Утром, когда начало светать, Сергей встал, оделся и попрощался. Внимательно посмотрел на Лушу, стараясь запомнить каждую чёрточку, и ушёл не оглядываясь.
Дальше был поезд, Москва, пересадка на Смоленск. Он задумал всё-таки найти тот проклятый подвал, куда провалился четыре года назад по локальному времени. В чудеса Сергей не верил – слишком много пришлось пережить ему за годы войны. Но в душе теплилась надежда – а вдруг да получится?
Он добрался до Сафоново, а дальше – пешком, по грунтовке. Где-то здесь должна быть деревня Порхово.
Проезжавший на бричке одноногий инвалид показал:
– Вон там, браток, за оврагом.
Сергей попытался вспомнить. Вроде – да, был овраг.
Он прошёл ещё с километр, перебрался через овраг, и перед ним открылось Порхово.
Не пощадила война деревню. Каменные фундаменты ещё стоят, а стен нет. либо бомбёжкой разрушена деревня, либо снарядами.
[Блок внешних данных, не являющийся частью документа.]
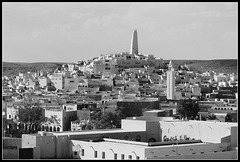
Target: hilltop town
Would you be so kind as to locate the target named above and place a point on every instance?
(104, 107)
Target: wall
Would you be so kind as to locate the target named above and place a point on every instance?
(28, 141)
(12, 142)
(129, 124)
(47, 146)
(10, 152)
(184, 149)
(62, 146)
(234, 136)
(214, 156)
(205, 130)
(36, 152)
(108, 147)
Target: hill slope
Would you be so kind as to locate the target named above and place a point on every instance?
(9, 68)
(220, 66)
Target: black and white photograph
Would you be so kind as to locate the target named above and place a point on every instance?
(120, 80)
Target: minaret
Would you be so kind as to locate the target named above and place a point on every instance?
(134, 43)
(170, 82)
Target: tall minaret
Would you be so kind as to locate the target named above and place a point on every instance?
(170, 81)
(134, 43)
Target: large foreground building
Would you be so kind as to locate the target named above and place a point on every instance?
(139, 138)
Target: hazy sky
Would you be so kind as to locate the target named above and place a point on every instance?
(69, 32)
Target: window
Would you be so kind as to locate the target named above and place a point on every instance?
(95, 154)
(103, 155)
(82, 152)
(115, 156)
(130, 157)
(138, 138)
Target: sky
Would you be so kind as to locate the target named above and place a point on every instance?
(70, 32)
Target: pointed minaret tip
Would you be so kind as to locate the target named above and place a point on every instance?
(134, 43)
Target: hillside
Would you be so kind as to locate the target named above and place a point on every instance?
(9, 68)
(219, 66)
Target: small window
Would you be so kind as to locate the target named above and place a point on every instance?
(103, 155)
(130, 157)
(82, 152)
(95, 154)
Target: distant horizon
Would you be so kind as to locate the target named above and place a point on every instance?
(74, 31)
(86, 60)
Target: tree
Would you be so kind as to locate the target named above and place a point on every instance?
(31, 113)
(188, 108)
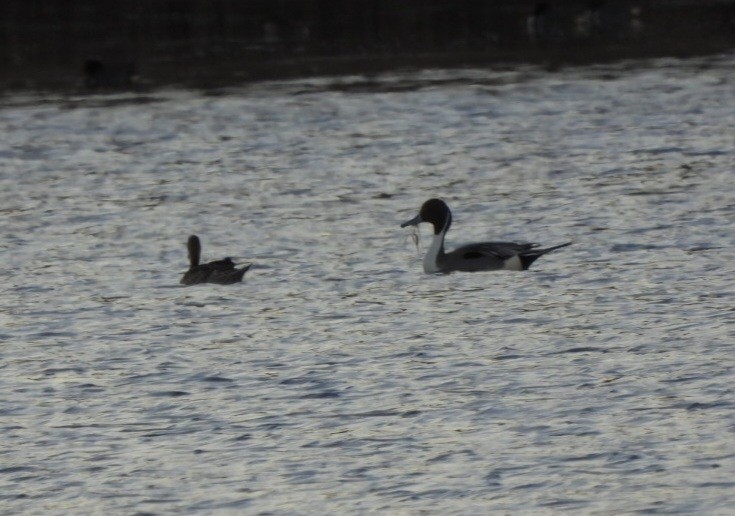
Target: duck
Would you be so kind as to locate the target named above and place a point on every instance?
(222, 272)
(480, 256)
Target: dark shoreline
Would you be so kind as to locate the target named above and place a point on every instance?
(145, 46)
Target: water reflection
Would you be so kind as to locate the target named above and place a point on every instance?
(339, 374)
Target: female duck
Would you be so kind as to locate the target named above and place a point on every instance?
(222, 272)
(481, 256)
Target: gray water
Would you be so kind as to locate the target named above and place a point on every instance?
(339, 378)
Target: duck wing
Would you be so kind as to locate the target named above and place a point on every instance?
(227, 277)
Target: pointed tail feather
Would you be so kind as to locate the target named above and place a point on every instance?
(527, 258)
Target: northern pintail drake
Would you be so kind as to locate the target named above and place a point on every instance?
(222, 272)
(480, 256)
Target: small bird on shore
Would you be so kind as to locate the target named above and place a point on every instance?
(222, 272)
(480, 256)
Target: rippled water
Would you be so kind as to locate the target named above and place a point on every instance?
(339, 378)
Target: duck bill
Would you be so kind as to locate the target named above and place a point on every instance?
(413, 222)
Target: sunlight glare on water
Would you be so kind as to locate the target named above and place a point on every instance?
(339, 377)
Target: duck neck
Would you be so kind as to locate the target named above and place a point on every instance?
(435, 253)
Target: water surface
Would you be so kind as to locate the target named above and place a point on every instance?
(338, 378)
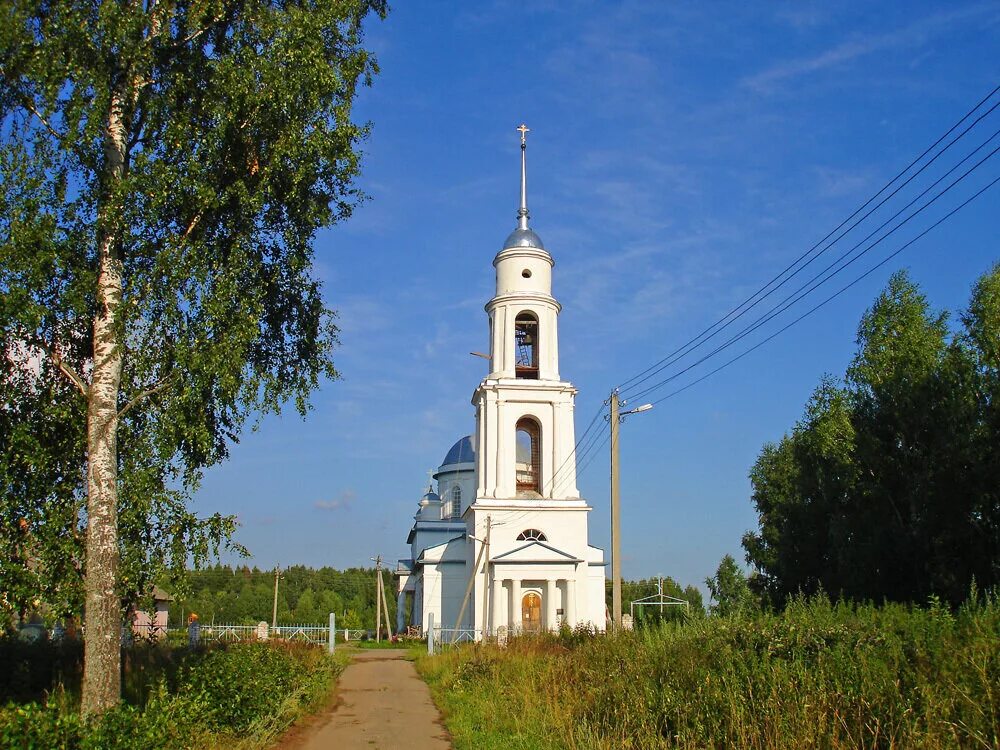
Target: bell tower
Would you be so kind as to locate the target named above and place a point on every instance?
(524, 412)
Лишь печные трубы кое-где торчат, как немой укор войне. И где же этот чёртов подвал?
Так. На машине – в том, будущем времени – он приехал оттуда. Точно!
Сергей прошёл по разрушенной обезлюдевшей деревне на другой её конец. Вон там он «шестёрку» свою поставил и пошёл сюда.
Сергей сделал несколько шагов, под ногами что-то хрустнуло, земля разверзлась, и он рухнул в подвал. Хоть и ожидал чего-то подобного, но получилось всё равно неожиданно.
Ухватиться руками он ни за что не успел, и больно ударился боком. Встал, отряхнулся, по обломкам брёвен, бывших когда-то накатом, полез вверх.
В глаза ударил яркий солнечный свет. Хм, вроде когда он сюда шёл, было пасмурно и прохладно. А сейчас даже жарковато в шинели.
Сергей повернулся, расстёгивая крючки шинели, и его бросило в пот: перед ним, метрах в пятидесяти, стояла его «шестёрка». Там, где он её оставил.
С бешено бьющимся сердцем Сергей подошёл к машине, открыл незапертую дверцу и сел за руль. И такое чувство наполнило всё его существо – он дома, в своём времени! От избытка этих чувств он даже закричал.
Потом с замиранием сердца посмотрел в салонное зеркало заднего вида. В зеркале был он – ещё тот, молодой парень, только в форме военного времени.
Сергей выбрался из машины, скинул шинель. Может, от удара головой ему всё померещилось? Тогда откуда на нём форма ещё тех, военных времён?
Сергей залез в нагрудный карман, достал своё удостоверение СМЕРШа: с фотографии смотрел именно он. Подумав, он задрал гимнастёрку – вот и следы ранений. А тело молодое, он не постарел ничуть. Сбрендить можно, какая смесь времён. Расскажи кому – не поверят. Лучше и не рассказывать.
Сергей разделся по трусов, свернул аккуратно форму и положил её в багажник. Достал оттуда запасную одежду – спортивный костюм, лежавший в сумке.
Теперь осталась ерунда: найти могилу деда – и домой, в Ярославль!